Das Gesamtwerk Georg Kolbes umfasst etwa 1.000 Skulpturen. 220 Bronzen befinden sich im Besitz des Georg Kolbe Museums. Nicht alle Werke konnten in Bronze gegossen werden, die erhaltenen Gipsmodelle sind daher wichtige Zeugnisse seines Schaffens, 310 davon sind im Georg Kolbe Museum erhalten.
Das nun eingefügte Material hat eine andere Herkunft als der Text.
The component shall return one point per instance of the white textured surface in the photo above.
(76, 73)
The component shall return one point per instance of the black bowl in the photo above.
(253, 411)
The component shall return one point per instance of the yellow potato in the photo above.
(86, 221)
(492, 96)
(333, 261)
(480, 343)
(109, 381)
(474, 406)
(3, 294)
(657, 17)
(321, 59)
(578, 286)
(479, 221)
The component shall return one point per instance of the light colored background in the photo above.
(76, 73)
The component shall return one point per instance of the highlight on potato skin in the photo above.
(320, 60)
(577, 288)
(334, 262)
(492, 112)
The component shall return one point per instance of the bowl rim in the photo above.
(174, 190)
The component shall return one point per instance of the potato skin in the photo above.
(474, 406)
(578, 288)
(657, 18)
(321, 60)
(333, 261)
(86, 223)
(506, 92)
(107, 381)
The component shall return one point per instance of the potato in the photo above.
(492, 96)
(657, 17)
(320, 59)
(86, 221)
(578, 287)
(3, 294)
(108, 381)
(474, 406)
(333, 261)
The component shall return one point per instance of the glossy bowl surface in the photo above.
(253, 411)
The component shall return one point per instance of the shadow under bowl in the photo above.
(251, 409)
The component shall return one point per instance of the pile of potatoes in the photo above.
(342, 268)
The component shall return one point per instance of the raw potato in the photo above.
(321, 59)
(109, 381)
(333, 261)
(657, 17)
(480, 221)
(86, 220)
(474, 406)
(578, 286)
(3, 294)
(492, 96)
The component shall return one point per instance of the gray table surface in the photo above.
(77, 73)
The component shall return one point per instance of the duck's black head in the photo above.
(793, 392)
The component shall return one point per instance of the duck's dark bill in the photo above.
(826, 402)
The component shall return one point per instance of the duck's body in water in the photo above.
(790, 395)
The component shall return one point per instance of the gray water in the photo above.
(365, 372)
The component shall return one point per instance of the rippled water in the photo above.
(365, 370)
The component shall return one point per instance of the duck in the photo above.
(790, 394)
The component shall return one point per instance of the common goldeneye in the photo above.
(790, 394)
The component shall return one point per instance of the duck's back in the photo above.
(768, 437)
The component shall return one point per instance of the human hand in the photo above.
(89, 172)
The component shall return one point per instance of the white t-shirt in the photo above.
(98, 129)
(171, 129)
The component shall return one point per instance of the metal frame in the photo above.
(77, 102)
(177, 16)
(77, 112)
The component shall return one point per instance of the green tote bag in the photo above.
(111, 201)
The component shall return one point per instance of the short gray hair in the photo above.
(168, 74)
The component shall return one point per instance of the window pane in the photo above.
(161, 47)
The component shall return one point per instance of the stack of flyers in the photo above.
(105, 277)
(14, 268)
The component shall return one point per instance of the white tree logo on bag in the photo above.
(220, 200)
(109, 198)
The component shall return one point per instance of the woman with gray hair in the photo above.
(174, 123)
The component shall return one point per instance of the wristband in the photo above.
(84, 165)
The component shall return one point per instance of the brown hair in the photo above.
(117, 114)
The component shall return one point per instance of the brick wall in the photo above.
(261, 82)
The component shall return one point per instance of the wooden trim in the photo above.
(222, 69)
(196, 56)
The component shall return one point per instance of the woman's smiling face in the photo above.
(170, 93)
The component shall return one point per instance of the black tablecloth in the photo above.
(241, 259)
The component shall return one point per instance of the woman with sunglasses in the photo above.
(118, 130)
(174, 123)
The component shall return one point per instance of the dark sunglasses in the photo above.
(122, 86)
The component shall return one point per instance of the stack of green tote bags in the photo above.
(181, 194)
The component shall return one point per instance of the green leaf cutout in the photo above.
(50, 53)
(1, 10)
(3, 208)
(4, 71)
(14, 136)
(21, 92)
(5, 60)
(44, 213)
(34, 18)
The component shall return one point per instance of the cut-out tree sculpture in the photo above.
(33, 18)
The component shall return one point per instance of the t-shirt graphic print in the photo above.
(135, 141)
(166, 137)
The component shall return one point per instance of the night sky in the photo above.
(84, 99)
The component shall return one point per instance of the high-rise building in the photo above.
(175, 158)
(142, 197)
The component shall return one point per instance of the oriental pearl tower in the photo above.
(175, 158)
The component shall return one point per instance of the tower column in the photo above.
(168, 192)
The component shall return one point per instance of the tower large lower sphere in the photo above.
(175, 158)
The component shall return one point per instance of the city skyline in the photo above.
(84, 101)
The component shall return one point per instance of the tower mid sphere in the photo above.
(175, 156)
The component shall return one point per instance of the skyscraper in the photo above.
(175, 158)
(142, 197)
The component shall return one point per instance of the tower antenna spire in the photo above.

Die dort gesammelten 1.450 Zeichnungen zeigen einen versierten Zeichner, der in schnellen Strichen die Körperbewegungen seiner Modelle aus der Silhouette erfassen konnte.  Kolbe bemühte sich stets um die fotografische Dokumentation seiner Kunst. Darüber hinaus nutzte er das Medium der Fotografie, um den Entstehungsprozess seiner Werke vom Ton- über das Gipsmodell bis hin zur fertigen Bronze festzuhalten. Wie die Gipsmodelle bieten auch die historischen Fotografien oft den einzigen Nachweis eines Werkes, das nicht erhalten geblieben ist. Besonders interessant sind die Fotorückseiten, die über die Jahrzehnte als Informationsträger dienten und wichtige Hinweise zu Provenienz, Datierung, Titel oder Standort des abgebildeten Werkes liefern. 

Das Georg Kolbe Museum wandelte sich in seiner Geschichte von einer Kolbe-Gedenkstätte hin zu einem aktiven Forschungsort. Ein Meilenstein auf diesem Weg war die wissenschaftliche Erschließung und Digitalisierung des gesamten künstlerischen und fotografischen Nachlasses, die mit Mitteln des Berliner Senats großzügig unterstützt wurden. Die Ergebnisse sind nun erstmals hier zugänglich. KOLBE ONLINE macht darüber hinaus eine Besonderheit der Sammlung sichtbar, denn zwischen den Kunstwerken  bestehen Beziehungen, wie z. B. Skizzen und Entwurfszeichnungen, die spätere Skulpturen vorbereiten. 

Es geht weiter …

Für 2019 plant das Museum, weitere Sammlungsbereiche zugänglich zu machen. Neben der Druckgrafik, die zu Kolbes Lebzeiten einen wichtigen Stellenwert in seinem Werk einnahm, wird die Digitalisierung von Kolbes schriftlichem Nachlass im Fokus stehen. Dazu zählen vor allem Briefe an den Künstler – darunter Schreiben von bekannten Persönlichkeiten wie Ernst Barlach, Theobald von Bethmann-Hollweg, Erich Heckel, Karl von der Heydt, Annette Kolb, Max Liebermann, Ludwig Mies van der Rohe, Hans Prinzhorn oder Karl Schmidt-Rottluff. Sie enthalten eine Fülle von Hinweisen auf einzelne Kunstwerke, ihre historischen Entstehungsbedingungen sowie deren Provenienzen.